Managing the Timeline
Every month you hold a property costs you money: loan interest, insurance, property taxes, utilities, and lawn care. The goal is to buy, renovate, and sell as quickly as possible without cutting corners on the renovation.
A typical first flip takes 4 to 6 months from purchase to sale. Plan for 1 to 3 months of renovation depending on the scope, then 1 to 3 months on the market. In slower markets or with larger projects, the timeline stretches. Before you buy, map out a realistic schedule week by week: permits in week one, demolition in week two, and so on. Delays happen, but having a plan keeps your contractor accountable and your holding costs predictable.
Order materials and schedule subcontractors before closing day so work can begin immediately. Every week of idle time is money lost.
How Flipping Income Gets Taxed
This catches many new flippers off guard. If you flip houses regularly, the IRS classifies you as a dealer rather than an investor. That means your profit is treated as ordinary income, not capital gains, and it’s also subject to self-employment tax (currently 15.3% on top of your income tax rate).
Capital gains treatment, which offers lower tax rates for assets held longer than a year, generally doesn’t apply to flippers because the properties are held for months, not years, and are treated as inventory rather than capital assets. On a flip that nets $50,000 in profit, you could owe $15,000 to $20,000 or more in combined federal income and self-employment taxes depending on your overall income.
Track every expense meticulously. Purchase costs, renovation materials, contractor invoices, loan interest, insurance premiums, property taxes, and selling costs all reduce your taxable profit. Keep receipts for everything and use a dedicated bank account for each project so your records are clean.
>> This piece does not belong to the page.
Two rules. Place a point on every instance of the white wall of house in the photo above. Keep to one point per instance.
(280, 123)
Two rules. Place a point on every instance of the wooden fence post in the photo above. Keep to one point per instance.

Running the Numbers on a Sample Deal
Here’s what a first flip might look like on paper. Say you find a property with an ARV of $250,000. Using the 70% rule: $250,000 x 0.70 = $175,000. You estimate $40,000 in repairs, so your maximum purchase price is $135,000.
You finance $135,000 with a hard money loan at 11% interest and put $40,000 of your own cash toward renovations. Renovation takes 10 weeks, and the house sells after 6 more weeks on the market. Total hold time: about 4 months. Your costs break down roughly as follows: $135,000 purchase, $40,000 renovation, $5,000 in loan interest and fees, $3,000 in holding costs (taxes, insurance, utilities), and $15,000 in selling costs (agent commissions and closing costs). Total investment: $198,000. Sale price: $250,000. Pre-tax profit: $52,000.
That looks great on paper, but notice how sensitive the math is. If repairs run $10,000 over budget or the house sits on the market an extra two months, your profit drops to $35,000 or less. If both happen and the sale price comes in $10,000 under ARV, you’re looking at $20,000. The margin for error on a flip is thinner than most people expect, which is exactly why disciplined buying using the 70% rule matters so much.